The fiery and independent Abigail, however couldn't be more different from the emotionally frail Dara. While Dara is shaped by the belief that childhood influences shape your psyche and your adult life; Abigail has been molded by her ambition and her belief that if you work hard you could control almost everything, including your feelings. A rather self-centered girl, Abigail has spent much of her life pursuing her own physical and emotional needs, never quite understanding how her best friend could be so needy for a man to make her happy. Abigail, given her history has always been a complicated mixture of stinginess and generosity. Haunted by her own parents - her athletic, mercurial father, and her charming, sylphlike mother, life for Abigail has been all about the struggle for survival and moving out and having to support herself when she was only fifteen.
Although the friendship between Dara and Abigail remains at the core of Livesy's beautiful and engaging novel, there are two other characters who constantly circle around them - Abigail's boyfriend Sean, who has a passion for Keats and who as the novel opens, is being employed his friend Valentine to write six chapters of handbook for euthanasia; and Dara's father, Cameron, who has struggled to shield his inappropriate desires throughout much of his life. Although Cameron has always felt responsible for his brother Lionel's death, it is only through seeing a copy of Alice in Wonderland with an essay about Charles Dodgson that he begins to glimpse some dark, aberrant corner of himself: "for the first time I knew there was someone else like me, someone else whose desires didn't fit into any appropriate category."

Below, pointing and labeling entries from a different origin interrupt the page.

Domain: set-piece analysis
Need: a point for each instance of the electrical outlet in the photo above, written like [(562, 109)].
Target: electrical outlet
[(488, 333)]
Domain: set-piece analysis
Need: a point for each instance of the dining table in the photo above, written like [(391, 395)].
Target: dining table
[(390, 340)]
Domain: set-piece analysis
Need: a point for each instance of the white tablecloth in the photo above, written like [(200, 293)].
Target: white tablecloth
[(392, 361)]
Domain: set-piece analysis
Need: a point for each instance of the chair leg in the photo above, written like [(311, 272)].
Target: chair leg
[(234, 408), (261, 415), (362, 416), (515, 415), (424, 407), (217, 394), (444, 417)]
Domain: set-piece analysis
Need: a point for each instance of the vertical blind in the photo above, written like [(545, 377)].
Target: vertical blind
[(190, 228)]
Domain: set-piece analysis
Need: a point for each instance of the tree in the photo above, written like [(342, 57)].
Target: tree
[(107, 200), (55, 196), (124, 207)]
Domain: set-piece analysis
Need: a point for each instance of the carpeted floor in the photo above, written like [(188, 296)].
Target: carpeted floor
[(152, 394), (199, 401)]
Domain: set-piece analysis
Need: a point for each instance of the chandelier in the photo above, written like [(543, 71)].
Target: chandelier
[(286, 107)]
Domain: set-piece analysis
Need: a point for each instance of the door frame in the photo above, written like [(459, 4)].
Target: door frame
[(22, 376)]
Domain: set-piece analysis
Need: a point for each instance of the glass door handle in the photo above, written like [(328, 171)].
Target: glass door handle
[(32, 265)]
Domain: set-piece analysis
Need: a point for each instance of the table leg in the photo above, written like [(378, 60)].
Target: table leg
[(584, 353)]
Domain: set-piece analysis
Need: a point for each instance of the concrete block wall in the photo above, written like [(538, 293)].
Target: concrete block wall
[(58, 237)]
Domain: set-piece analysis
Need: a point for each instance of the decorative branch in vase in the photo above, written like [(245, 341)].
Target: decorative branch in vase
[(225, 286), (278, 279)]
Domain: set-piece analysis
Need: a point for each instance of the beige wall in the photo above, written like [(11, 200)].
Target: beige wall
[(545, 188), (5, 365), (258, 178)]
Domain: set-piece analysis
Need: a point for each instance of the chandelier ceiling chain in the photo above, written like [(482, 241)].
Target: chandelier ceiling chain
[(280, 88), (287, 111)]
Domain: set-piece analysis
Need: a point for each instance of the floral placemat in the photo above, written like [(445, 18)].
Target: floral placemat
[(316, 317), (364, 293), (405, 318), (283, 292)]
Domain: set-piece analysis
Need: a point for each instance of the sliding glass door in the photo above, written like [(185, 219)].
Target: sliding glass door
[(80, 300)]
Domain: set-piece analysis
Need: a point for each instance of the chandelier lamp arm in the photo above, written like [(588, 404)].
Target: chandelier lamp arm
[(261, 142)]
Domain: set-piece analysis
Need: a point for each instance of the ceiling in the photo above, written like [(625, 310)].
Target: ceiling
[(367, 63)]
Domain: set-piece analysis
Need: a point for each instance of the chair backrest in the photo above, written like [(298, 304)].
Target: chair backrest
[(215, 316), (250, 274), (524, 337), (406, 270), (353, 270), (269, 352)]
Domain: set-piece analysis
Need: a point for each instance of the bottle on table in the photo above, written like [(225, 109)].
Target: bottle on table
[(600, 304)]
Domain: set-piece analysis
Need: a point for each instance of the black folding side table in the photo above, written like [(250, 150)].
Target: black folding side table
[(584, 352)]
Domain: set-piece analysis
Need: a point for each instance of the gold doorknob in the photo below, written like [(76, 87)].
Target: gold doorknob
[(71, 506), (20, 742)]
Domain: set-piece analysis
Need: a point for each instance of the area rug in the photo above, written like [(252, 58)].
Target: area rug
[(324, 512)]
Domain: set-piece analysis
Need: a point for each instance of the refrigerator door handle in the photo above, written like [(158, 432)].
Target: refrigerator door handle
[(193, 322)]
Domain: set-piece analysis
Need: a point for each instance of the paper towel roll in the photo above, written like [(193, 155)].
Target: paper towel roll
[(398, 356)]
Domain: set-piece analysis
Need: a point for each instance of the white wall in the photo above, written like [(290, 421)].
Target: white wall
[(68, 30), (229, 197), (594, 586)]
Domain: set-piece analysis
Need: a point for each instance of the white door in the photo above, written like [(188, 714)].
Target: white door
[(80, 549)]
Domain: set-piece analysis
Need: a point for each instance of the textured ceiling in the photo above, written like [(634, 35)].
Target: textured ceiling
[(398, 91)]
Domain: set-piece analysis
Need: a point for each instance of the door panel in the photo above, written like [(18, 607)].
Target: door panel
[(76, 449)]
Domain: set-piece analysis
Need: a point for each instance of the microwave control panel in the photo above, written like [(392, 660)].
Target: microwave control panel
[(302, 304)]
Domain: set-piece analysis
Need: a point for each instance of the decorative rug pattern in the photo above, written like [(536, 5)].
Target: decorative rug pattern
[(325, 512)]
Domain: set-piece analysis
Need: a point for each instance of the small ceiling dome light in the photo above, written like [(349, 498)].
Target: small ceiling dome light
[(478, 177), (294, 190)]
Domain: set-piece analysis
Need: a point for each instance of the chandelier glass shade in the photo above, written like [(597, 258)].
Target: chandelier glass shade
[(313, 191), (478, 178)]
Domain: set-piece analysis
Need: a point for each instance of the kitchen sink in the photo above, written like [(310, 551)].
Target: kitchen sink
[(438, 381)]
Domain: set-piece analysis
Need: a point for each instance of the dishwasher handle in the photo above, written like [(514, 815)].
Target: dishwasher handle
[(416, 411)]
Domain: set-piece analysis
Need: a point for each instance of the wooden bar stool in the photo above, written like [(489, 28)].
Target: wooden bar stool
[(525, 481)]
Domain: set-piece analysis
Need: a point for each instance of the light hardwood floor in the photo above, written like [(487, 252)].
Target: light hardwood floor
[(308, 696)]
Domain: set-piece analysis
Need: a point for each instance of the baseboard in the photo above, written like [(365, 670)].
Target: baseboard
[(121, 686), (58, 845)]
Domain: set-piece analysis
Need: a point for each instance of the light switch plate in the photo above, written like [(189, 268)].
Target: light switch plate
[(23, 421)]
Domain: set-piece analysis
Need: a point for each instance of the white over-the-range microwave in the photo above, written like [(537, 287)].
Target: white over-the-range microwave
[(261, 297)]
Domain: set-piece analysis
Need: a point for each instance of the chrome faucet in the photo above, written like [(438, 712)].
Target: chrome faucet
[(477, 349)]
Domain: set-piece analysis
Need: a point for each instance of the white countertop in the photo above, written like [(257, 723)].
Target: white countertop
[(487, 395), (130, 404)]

It is Livesy's intricately structured association of the lives of these four characters that propels this narrative forward to its devastating conclusion. Sean is baffled by the demise of his marriage to his wife, Judy and is plagued by an irrevocable closing down of certain possibilities. He worries about Abigail's sudden "busyness" where she never seems to have a moment, "there was always a patron to be wooed, an actor to be coached." Now the natural channels of communication between him and Abigail, those "glittering lively streams that has begun to flow at their first meeting," are clogged with doubt and disagreement, and forced underground. Cameron must deal with the split from his wife Fiona and the shattering of family's dream, his clandestine urges finally driving a wedge into their marriage. Luckily though, Cameron survives, a truly wearied soul who is healed with time and circumstance, the façade of propriety remaining somewhat intact as he is forced to make a new life for himself in London. Surprisingly, it Cameron remains constantly in awe and envy of his daughter's kindness and emotional transparency.
For her part, Dara oscillates between "idyllic daydreams and precautionary disasters" and a metaphorical headache that is suddenly piercingly literal. When her office becomes a winter of discontent, it is not surprising that she ends up feeling taken for granted, miserable and betrayed on both the work and home fronts. Finally there's Abigail, who given her history has always been a complicated mixture of stinginess and generosity and even as she stares at the muddy water of the Thames, she's plagued by the fact that she always seemed to keep her best friend at a distance.
This novel is all about the nature of love, sex, family and friendships, and the needs of men and women, the roles of partners, the unforeseen and devastating betrayals that can shake us up at various times in our lives, and how our parents can often influence and damage the surfaces of our lives. There are some painful revelations here, but also some delicately nuanced observations as both Dara and Abigail - and Sean and Cameron - are forced to reconcile with their own version of Eden from which they have been abruptly and irrevocably expelled. Mike Leonard 2008.